The hog carp are a blast in the warm months. You will find the shallow banks over by UD arena an easy access place.  

A friend uses a small john boat to fish downtown dayton. Says the best action on smallies is with a tube jig working the structure. There is a lot of structures since they started reworking the bridges there.  

For saugeye in the spring and fall, use minnow cranks or jig head twister tails. The preferred colors seem to be pearl white or chart. Check the USGS stream flow website first though. Water flow needs to be around 3000 cfs or less. Much higher than this and you are wasting your time looking for pockets on a blown out river. Right now, I'm waiting for the water to come down after this melt so I can try for some saugeyes.
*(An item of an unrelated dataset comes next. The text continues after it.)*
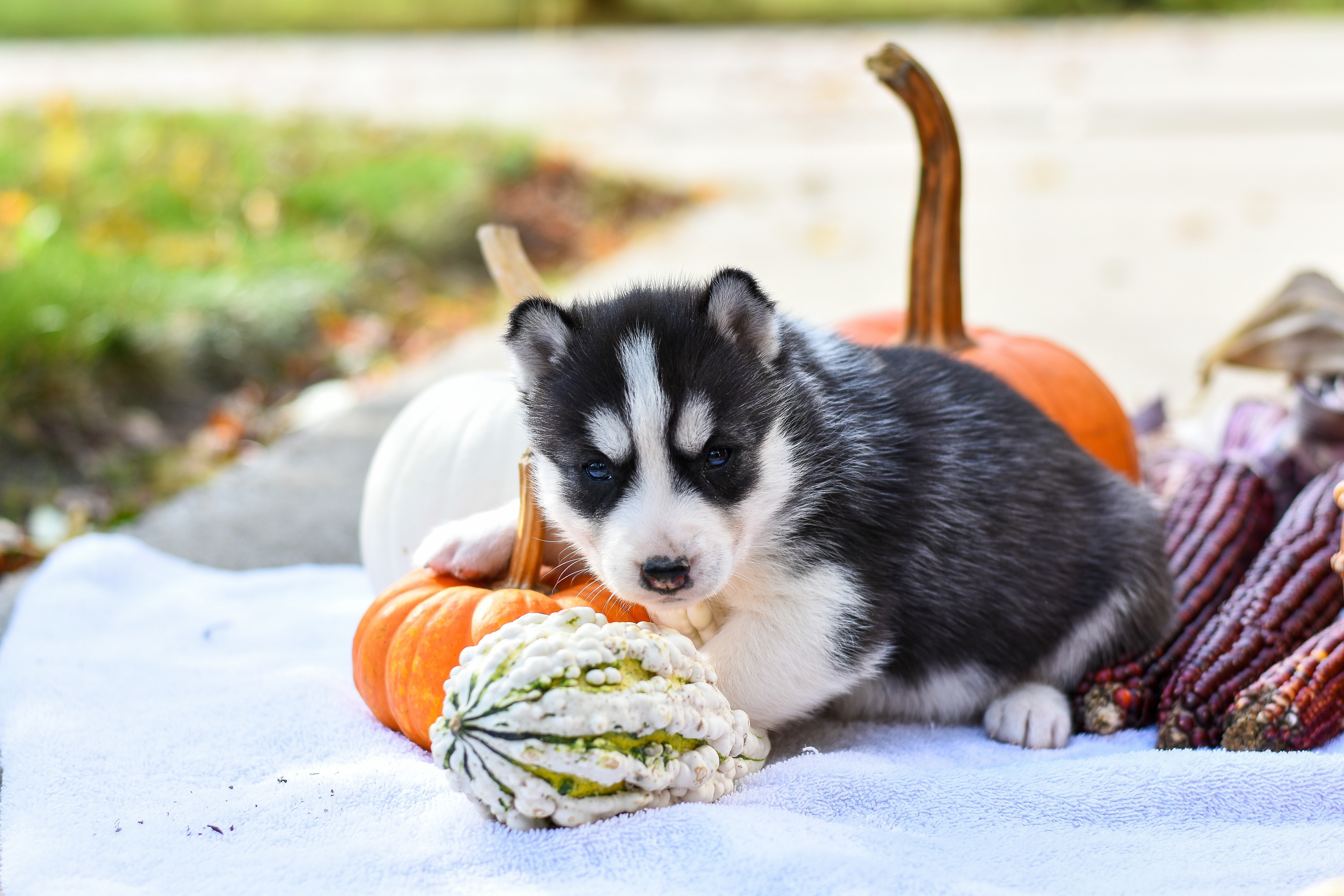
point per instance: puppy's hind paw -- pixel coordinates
(1033, 715)
(476, 549)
I've had a lot of good times here. Good luck and tight lines.
Rick


----------



## dinkbuster1 (Oct 28, 2005)

MadRad said:


> A friend uses a small john boat to fish downtown dayton. Says the best action on smallies is with a tube jig working the structure. There is a lot of structures since they started reworking the bridges there.


think i talked to your friend once while taking a break riding the bike trails. small jon with a trolling motor on the front?


----------



## dholth01 (Jan 21, 2008)

Thank you for the help


----------



## dholth01 (Jan 21, 2008)

Now where I cross the GMR is farmersville-west carrollton rd. That looks like good fishing there but I have never seen a boats down there. Is there not access to that part of the river?


----------



## flathead10 (Dec 23, 2007)

They closed the boat ramp in Miamisburg and that was the only boat ramp. You can however drag a boat there and drop it in. I have had a hard time making it past some areas. Maybe put in up river some and float down? May be a wild ride though in a small boat! pretty fast and rocky flow thru there. Have caught flatheads on the upriver side of bridge and have always wanted to fish that rip rap on the downriver side of the bridge for smallies. looks awesome. I have tried several times to make it up through there. My destination is the gravel pit on the backside of the pit you see from the bridge. It flows into the river from erosion on the very backside and if i'm able to float into it, well..., i'm fishin' it! Want to mention these were not the greatest of fishing trips, but man they are some of the most memorable exciting ones mostly cause we were the only fools on that stretch of river boating or fishing it, lots of prime spots and riffles, but it is very unfished as well.  And I continue on, Looking for my next secret spot.


----------



## dholth01 (Jan 21, 2008)

Like I said I dont have any experience on a river with a boat. I have a bass tracker with a 60 HP motor. It does not have a prop guard on it. Should I have one before even thinking about putting it in the GMR or is it no big deal.


----------



## HOTTFINGER (Apr 14, 2004)

There are 2 good ramps in the WC are. One is just above a dam and the other is about 1.5 miles up river off East River Road. From the dam in WC you can run at top speed for nearly 3 miles or to just a couple hundred yards below the Sunwatch Village. There are some shallow water areas that could cause a problem if you don't know where they are. But if you take it easy for a few trips, you should have no problem. It's a good fishery--good numbers of SM, LM, some Spots,White Bass,Saugeye, Catfish, Blue Gill, Carppie, Carp,Suckers and a Pike or two. If you want to bank fish the WC area, try the dam and the washed out dam and the area immediately below them both. They're within a quarter mile of each other.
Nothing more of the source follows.